Empresas ampliam políticas de bem-estar após alta de afastamentos por ansiedade e depressão
Especialista em saúde mental da HealthBit reúne 5 dicas para apoiar empresas na prevenção do adoecimento emocional
A saúde mental entrou de vez na agenda corporativa, e não apenas por uma questão de reputação. O Brasil bateu, pela segunda vez na última década, o recorde de afastamentos do trabalho por transtornos mentais. Dados do Ministério da Previdência Social mostram que, em 2025, mais de meio milhão de licenças foram concedidas por esse motivo. No mesmo período, os afastamentos por ansiedade e depressão cresceram 15% em relação ao ano anterior.
É nesse contexto que a atualização da Norma Regulamentadora nº 1 (NR-1) ganha ainda mais relevância.

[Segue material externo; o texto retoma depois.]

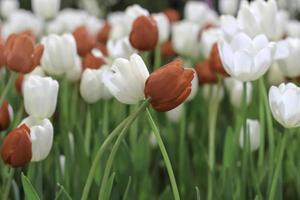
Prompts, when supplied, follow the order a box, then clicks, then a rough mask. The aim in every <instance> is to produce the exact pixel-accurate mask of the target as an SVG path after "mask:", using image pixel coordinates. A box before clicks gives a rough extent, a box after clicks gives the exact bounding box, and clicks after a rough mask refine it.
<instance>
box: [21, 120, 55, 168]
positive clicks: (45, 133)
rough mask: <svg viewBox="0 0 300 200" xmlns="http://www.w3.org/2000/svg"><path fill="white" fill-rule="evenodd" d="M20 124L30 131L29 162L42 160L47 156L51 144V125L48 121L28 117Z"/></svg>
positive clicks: (49, 122)
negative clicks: (30, 143) (30, 150)
mask: <svg viewBox="0 0 300 200" xmlns="http://www.w3.org/2000/svg"><path fill="white" fill-rule="evenodd" d="M21 124H22V125H24V124H25V125H26V126H27V127H28V128H29V130H30V142H31V152H32V157H31V161H33V162H34V161H41V160H44V159H45V158H46V157H47V156H48V155H49V153H50V150H51V147H52V143H53V126H52V123H51V122H50V121H49V119H36V118H34V117H32V116H29V117H27V118H25V119H24V120H23V121H22V122H21Z"/></svg>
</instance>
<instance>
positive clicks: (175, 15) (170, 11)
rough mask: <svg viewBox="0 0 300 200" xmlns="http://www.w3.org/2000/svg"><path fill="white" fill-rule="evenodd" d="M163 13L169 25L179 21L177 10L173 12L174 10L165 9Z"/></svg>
mask: <svg viewBox="0 0 300 200" xmlns="http://www.w3.org/2000/svg"><path fill="white" fill-rule="evenodd" d="M164 13H165V15H166V16H167V18H168V19H169V22H170V23H171V24H172V23H174V22H177V21H179V19H180V15H179V13H178V12H177V10H175V9H172V8H167V9H166V10H164Z"/></svg>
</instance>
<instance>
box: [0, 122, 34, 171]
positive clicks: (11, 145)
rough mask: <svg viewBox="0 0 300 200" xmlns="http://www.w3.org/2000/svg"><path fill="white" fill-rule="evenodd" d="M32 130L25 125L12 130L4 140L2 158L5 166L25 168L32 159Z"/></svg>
mask: <svg viewBox="0 0 300 200" xmlns="http://www.w3.org/2000/svg"><path fill="white" fill-rule="evenodd" d="M31 146H32V145H31V140H30V129H29V128H28V127H27V126H26V125H25V124H23V125H21V126H20V127H18V128H15V129H14V130H12V131H11V132H10V133H9V134H8V135H7V136H6V138H5V139H4V141H3V144H2V148H1V157H2V159H3V161H4V163H5V164H8V165H11V166H12V167H23V166H25V165H26V164H27V163H29V162H30V160H31V157H32V149H31Z"/></svg>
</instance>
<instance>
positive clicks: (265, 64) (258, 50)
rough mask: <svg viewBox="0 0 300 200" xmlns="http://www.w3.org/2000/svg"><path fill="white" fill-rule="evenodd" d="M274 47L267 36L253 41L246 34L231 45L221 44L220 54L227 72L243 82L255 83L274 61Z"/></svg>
mask: <svg viewBox="0 0 300 200" xmlns="http://www.w3.org/2000/svg"><path fill="white" fill-rule="evenodd" d="M273 50H274V45H273V44H272V43H269V41H268V39H267V38H266V36H265V35H258V36H256V37H255V38H254V39H253V40H252V39H251V38H250V37H249V36H248V35H246V34H245V33H239V34H237V35H236V36H234V37H233V39H232V41H231V42H230V43H227V42H226V41H225V40H223V41H222V42H221V43H220V44H219V54H220V57H221V60H222V63H223V66H224V68H225V71H226V72H227V73H228V74H229V75H231V76H232V77H234V78H236V79H238V80H241V81H254V80H257V79H259V78H260V77H261V76H263V75H264V74H265V73H266V72H267V70H268V69H269V67H270V65H271V63H272V60H273Z"/></svg>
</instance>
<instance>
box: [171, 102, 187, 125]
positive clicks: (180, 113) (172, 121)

Ao reforçar a obrigatoriedade de identificação e gestão de riscos psicossociais no ambiente corporativo, a norma coloca a saúde mental no centro da estratégia de prevenção das empresas, e não mais apenas como ação pontual de bem-estar.
De acordo com Eduardo Melo, Supervisor de Saúde Mental na HealthBit, a mudança representa um avanço importante na forma como as organizações precisam encarar o tema. “A saúde mental deve ser tratada de forma estruturada, com monitoramento contínuo e ações preventivas. Não se trata apenas de cumprir uma exigência legal, mas de transformar a cultura organizacional para reduzir riscos e promover ambientes mais seguros e produtivos”, afirma.
Para apoiar empresas nesse processo, a especialista elenca cinco medidas práticas para promover cultura de bem-estar nas empresas
Mapear riscos psicossociais
O primeiro passo é realizar um diagnóstico estruturado do ambiente organizacional, identificando fatores como sobrecarga de trabalho, metas desproporcionais, jornadas extensas, conflitos interpessoais e falhas de comunicação. Esse mapeamento pode ser feito por meio de pesquisas de clima, entrevistas, análise de indicadores internos e avaliações periódicas. A coleta e análise de dados permitem transformar percepções subjetivas em informações concretas, facilitando a construção de planos de ação assertivos e alinhados à realidade da empresa.
Capacitar lideranças para uma gestão mais humanizada
Gestores exercem papel decisivo na prevenção do adoecimento mental. Investir em treinamentos sobre saúde emocional, escuta ativa, comunicação não violenta e gestão de conflitos contribui para que líderes reconheçam sinais precoces de esgotamento, queda de desempenho e mudanças comportamentais. Além disso, lideranças bem preparadas ajudam a criar um ambiente de confiança, no qual o colaborador se sente seguro para expor dificuldades sem receio de julgamento ou retaliação.
Criar canais seguros de escuta e acolhimento
Disponibilizar canais confidenciais de apoio psicológico, programas de assistência ao empregado e políticas claras contra assédio são medidas essenciais para fortalecer a cultura de cuidado. Mais do que oferecer benefícios, é fundamental garantir que os colaboradores conheçam esses recursos e confiem na confidencialidade das informações. Ambientes psicologicamente seguros incentivam a busca por ajuda nos primeiros sinais de sofrimento, evitando o agravamento dos quadros e possíveis afastamentos.
Revisar metas, processos e cargas de trabalho
A prevenção também passa por uma análise crítica da estrutura organizacional. Metas inalcançáveis, prazos excessivamente curtos e acúmulo constante de funções são fatores que contribuem para o estresse crônico. Avaliar fluxos de trabalho, redistribuir demandas e promover maior equilíbrio entre vida profissional e pessoal são ações que impactam diretamente na redução do risco psicossocial. Produtividade sustentável depende de planejamento realista e gestão eficiente de recursos humanos.
Monitorar indicadores de forma contínua e estratégica
A gestão da saúde mental deve ser acompanhada por métricas claras, como índices de absenteísmo, turnover, afastamentos por transtornos mentais e níveis de engajamento. O monitoramento contínuo permite identificar tendências, avaliar a eficácia das iniciativas implementadas e realizar ajustes sempre que necessário. Tratar esses dados com a mesma relevância que indicadores financeiros reforça o compromisso da organização com a sustentabilidade do negócio e o bem-estar das equipes.